The Lost and Found and Other Stories (New York University Press, 1994)
Winner of the Elmer Holmes Bobst Award for Emerging Writers, this collection of tales is, as its title suggests, a sort of “lost and found” peopled with odd and vivid characters who are often alone and displaced, but whose world is one where the miraculous is ever lurking and possible. The stories are inhabited by immigrants from Turkey, Algeria, Egypt and Chile; many live in Paris’ less salubrious quarters in dilapidated immigrant hotels, others in suburban America in the homes of the wealthy, and some in monasteries of Latin America, but what all these characters share is an experience of exile, interior or real, which they attempt to live out as a form of liberation.
Remedy (Portobello Books 2007)
Remedy is a satirical variation on the theme of the American in Paris. A modern-day and rather upside-down fairy tale, it recounts the amorous adventures and philosophical musings of Remedy O’Riley de Valdez, a quirky, thirty-something American woman working for an on-line fashion site. Faithful to her name, she looks for remedies of all sorts and in all directions, from the columns of a woman’s magazine, to Catholicism, feng shui, belly dancing, diverse cultures and creeds and men and relationships. Remedy’s mission is not only to meet her “prince,” but to reinvent the world around her, slyly turning life’s crude contradictions into more palatable paradoxes.
Remedy has been published by Feltrinelli Editore in Italian under the title Per Tutti i Santi and will be published in Russian by AST Publishers in Moscow. Option rights for a film adaptation have been acquired by Portobello Pictures.
Patsy Boone (Editions de la Différence, September 2008)
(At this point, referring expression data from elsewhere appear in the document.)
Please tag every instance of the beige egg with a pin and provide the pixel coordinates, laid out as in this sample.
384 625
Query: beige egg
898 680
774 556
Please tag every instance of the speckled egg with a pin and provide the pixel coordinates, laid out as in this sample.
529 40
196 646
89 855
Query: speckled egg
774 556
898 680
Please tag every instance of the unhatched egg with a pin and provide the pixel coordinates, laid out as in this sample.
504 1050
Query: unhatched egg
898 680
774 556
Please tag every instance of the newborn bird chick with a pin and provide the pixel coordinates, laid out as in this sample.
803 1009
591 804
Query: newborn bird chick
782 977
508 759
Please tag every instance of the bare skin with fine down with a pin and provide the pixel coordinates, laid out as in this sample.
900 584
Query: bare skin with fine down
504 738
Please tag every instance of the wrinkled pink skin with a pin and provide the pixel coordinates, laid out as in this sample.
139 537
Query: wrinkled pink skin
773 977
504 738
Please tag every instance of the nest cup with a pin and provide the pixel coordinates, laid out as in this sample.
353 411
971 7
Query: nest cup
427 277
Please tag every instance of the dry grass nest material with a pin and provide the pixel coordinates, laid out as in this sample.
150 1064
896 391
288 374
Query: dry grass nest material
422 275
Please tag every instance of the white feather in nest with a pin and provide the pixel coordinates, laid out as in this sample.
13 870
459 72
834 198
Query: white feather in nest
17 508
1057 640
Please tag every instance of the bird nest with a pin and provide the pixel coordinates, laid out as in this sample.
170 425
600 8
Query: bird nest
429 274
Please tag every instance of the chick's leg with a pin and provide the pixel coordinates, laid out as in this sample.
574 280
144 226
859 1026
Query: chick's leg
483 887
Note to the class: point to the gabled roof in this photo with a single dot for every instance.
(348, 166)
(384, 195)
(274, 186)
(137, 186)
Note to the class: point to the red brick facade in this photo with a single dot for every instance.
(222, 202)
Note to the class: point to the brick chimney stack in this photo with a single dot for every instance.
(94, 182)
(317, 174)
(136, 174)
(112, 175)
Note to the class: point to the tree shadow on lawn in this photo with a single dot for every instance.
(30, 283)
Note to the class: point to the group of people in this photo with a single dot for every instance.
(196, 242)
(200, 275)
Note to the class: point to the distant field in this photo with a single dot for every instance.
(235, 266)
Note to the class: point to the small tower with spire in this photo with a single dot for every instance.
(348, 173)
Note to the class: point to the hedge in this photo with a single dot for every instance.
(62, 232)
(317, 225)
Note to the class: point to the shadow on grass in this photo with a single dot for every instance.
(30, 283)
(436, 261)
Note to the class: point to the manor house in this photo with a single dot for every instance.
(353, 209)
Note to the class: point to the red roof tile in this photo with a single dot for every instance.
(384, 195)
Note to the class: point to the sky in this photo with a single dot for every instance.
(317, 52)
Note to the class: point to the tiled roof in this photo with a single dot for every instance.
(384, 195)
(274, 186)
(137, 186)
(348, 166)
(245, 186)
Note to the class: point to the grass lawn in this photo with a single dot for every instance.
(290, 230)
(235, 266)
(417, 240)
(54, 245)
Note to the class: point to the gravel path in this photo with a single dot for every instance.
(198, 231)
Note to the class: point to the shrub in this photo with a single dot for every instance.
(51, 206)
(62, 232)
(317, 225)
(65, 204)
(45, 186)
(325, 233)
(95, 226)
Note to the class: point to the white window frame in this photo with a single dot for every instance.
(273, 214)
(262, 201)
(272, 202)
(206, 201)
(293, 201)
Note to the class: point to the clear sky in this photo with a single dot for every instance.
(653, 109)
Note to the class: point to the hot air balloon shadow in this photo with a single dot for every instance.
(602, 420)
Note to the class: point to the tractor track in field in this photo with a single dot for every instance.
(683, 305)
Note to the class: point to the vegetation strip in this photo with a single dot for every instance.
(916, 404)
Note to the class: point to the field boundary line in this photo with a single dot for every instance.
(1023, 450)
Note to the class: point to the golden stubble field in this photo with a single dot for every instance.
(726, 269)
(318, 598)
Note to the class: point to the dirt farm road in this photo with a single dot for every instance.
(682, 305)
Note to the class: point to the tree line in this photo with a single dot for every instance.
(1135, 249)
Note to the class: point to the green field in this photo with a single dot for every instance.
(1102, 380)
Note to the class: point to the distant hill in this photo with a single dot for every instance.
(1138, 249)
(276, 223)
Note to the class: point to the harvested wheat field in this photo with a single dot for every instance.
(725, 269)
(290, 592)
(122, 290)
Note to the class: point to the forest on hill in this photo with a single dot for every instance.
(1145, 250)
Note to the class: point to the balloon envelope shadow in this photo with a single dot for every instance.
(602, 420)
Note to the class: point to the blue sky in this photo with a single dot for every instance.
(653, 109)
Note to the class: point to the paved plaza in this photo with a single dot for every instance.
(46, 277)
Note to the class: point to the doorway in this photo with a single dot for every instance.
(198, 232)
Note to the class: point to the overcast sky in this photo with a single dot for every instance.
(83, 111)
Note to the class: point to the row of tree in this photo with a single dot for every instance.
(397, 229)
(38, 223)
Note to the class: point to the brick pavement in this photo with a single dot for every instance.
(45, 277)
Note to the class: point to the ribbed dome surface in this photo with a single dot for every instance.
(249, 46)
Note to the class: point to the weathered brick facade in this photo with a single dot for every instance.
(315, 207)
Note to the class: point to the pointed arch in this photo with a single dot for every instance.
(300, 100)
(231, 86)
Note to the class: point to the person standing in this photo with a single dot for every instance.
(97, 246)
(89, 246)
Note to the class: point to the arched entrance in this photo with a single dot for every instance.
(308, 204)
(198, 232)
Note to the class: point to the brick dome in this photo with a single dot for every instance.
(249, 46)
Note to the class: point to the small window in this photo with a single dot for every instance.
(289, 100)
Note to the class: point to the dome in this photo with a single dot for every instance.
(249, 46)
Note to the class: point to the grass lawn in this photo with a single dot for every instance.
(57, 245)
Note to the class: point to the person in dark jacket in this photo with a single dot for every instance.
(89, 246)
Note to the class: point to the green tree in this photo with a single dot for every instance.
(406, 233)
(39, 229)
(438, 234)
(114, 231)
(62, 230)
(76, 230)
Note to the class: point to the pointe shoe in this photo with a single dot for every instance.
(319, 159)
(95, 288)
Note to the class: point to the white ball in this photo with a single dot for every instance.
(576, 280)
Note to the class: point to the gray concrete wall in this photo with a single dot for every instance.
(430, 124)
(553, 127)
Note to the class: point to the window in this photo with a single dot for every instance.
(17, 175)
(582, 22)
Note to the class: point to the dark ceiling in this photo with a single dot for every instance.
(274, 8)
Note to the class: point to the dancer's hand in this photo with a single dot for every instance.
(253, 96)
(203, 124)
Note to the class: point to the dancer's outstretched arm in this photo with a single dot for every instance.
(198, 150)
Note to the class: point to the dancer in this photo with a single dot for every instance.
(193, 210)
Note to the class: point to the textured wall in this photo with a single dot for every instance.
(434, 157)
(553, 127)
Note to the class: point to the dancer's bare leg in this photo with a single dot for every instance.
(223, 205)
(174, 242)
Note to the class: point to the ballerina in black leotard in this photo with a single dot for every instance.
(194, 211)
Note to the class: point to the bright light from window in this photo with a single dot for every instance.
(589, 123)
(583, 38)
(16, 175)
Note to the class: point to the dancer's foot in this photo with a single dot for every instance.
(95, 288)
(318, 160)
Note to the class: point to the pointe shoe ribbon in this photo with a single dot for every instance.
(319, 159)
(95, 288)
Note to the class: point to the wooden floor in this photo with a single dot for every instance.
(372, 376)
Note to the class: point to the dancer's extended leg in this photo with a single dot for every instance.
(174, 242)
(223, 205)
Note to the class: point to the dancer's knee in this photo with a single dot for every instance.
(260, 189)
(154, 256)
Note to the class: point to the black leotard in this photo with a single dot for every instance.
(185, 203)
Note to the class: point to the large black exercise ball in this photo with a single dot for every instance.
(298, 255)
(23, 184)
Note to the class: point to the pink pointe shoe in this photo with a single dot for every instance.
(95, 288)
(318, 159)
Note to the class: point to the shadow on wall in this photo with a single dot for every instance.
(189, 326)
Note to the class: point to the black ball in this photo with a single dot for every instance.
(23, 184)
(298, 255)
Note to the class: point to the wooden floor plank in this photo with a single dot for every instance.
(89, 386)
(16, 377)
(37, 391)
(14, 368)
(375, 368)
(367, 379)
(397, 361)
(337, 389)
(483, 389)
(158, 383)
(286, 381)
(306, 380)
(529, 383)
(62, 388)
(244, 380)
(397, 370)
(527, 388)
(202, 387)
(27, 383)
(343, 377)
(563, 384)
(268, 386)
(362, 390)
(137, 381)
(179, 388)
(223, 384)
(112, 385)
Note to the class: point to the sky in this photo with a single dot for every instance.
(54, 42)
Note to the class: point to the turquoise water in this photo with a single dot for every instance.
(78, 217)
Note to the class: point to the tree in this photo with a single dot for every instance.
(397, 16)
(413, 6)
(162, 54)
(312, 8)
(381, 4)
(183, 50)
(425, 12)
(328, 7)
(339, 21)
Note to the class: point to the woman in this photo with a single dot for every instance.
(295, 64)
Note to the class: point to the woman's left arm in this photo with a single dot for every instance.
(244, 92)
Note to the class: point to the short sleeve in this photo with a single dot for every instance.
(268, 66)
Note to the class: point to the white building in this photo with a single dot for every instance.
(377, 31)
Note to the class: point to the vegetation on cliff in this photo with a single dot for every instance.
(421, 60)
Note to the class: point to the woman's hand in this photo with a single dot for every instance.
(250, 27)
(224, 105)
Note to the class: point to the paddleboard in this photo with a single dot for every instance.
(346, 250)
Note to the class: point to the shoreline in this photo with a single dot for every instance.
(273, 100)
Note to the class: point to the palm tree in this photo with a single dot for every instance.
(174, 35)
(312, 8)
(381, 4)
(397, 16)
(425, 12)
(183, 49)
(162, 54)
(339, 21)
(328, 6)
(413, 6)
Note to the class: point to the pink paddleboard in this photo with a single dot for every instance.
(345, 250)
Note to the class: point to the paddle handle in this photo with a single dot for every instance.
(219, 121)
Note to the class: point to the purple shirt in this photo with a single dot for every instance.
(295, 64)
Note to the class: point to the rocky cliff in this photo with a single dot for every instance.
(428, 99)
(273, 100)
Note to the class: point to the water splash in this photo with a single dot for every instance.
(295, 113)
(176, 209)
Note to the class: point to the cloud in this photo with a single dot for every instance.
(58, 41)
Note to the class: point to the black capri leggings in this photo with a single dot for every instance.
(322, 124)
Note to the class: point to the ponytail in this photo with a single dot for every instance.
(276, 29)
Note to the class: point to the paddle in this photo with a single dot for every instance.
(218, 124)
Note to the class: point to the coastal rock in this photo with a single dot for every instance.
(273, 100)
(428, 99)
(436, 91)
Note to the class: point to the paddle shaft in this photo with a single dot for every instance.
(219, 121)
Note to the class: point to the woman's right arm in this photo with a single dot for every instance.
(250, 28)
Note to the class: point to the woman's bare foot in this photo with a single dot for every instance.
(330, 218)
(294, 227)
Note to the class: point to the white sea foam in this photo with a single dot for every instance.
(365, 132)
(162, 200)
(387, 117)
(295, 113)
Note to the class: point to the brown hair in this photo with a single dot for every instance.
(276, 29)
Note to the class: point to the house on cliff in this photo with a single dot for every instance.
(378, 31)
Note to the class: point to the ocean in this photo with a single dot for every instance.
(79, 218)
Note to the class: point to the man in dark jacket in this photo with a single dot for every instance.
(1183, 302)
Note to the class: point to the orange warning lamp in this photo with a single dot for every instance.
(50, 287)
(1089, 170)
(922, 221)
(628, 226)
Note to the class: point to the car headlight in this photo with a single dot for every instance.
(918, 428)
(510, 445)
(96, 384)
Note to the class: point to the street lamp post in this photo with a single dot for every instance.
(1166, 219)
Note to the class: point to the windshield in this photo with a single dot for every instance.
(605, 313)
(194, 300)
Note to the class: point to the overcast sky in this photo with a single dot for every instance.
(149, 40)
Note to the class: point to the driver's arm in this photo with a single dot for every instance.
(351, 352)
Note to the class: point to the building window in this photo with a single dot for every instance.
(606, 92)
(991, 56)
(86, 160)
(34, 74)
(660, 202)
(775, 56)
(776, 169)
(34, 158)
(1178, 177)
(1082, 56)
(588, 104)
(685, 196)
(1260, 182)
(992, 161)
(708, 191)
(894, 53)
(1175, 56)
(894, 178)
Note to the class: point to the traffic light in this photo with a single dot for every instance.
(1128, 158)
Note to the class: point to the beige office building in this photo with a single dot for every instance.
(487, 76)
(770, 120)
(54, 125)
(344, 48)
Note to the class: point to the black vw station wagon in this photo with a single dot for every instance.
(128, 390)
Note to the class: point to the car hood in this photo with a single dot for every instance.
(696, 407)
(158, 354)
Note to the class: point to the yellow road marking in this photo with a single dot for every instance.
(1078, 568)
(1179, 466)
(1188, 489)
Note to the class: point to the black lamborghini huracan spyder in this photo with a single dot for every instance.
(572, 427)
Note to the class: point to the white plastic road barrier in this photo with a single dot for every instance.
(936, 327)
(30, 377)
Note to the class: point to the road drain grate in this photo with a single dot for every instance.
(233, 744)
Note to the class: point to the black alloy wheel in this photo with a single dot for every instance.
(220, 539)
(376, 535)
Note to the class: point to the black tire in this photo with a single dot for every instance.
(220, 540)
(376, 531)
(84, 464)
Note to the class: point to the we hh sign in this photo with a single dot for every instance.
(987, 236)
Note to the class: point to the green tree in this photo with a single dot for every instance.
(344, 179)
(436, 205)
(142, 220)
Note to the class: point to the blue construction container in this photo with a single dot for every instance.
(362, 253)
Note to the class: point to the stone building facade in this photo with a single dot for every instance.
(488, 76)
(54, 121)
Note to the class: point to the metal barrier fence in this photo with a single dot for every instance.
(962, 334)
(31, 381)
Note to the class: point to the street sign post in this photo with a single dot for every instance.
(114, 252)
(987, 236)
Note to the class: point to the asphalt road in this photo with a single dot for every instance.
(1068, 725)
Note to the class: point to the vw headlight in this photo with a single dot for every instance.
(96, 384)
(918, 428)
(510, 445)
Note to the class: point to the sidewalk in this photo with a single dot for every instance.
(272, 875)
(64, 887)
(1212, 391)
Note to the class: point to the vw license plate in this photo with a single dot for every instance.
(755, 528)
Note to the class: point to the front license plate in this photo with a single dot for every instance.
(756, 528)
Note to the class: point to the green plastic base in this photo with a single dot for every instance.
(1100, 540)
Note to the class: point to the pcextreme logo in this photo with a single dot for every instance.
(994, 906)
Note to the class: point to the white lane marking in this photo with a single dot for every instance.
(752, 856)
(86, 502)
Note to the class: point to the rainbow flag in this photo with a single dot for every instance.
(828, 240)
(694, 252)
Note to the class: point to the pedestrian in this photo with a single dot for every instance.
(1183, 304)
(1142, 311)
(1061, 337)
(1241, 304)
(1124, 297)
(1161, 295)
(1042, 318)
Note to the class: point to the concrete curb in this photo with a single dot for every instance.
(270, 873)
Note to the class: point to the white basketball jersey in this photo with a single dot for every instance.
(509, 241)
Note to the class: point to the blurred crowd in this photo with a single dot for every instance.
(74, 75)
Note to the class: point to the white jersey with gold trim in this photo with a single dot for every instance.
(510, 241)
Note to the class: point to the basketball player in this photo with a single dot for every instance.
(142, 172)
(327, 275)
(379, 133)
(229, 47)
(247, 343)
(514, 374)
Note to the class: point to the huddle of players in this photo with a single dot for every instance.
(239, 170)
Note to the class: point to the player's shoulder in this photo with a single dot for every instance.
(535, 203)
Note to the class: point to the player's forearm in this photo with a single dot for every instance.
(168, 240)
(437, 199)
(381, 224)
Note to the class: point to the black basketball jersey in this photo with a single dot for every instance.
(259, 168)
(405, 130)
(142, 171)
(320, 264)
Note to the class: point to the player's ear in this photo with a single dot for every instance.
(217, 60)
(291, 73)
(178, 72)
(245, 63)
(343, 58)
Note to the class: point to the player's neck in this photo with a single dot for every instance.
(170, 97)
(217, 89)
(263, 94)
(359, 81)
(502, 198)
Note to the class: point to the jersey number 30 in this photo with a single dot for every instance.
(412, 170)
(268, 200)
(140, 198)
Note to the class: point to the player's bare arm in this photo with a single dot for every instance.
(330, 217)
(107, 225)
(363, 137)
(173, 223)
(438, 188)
Upon the advice of an overbooked Native American shaman in New York, Patsy Boone, a young American woman who hasn’t had her period in two years, sets off for Paris – because she has been reading Flaubert – to seek the help of a celebrated French shaman, M. Nez-Percé. During this rather unorthodox treatment she retraces with humor and marvel the history of the United States and the great plains, the terrible conflicts between Native Americans and Settlers, while musing on her daily life in Paris amongst Parisians, her disputes with her gouty concierge, and her passion for tap dancing.
First novel written directly in French.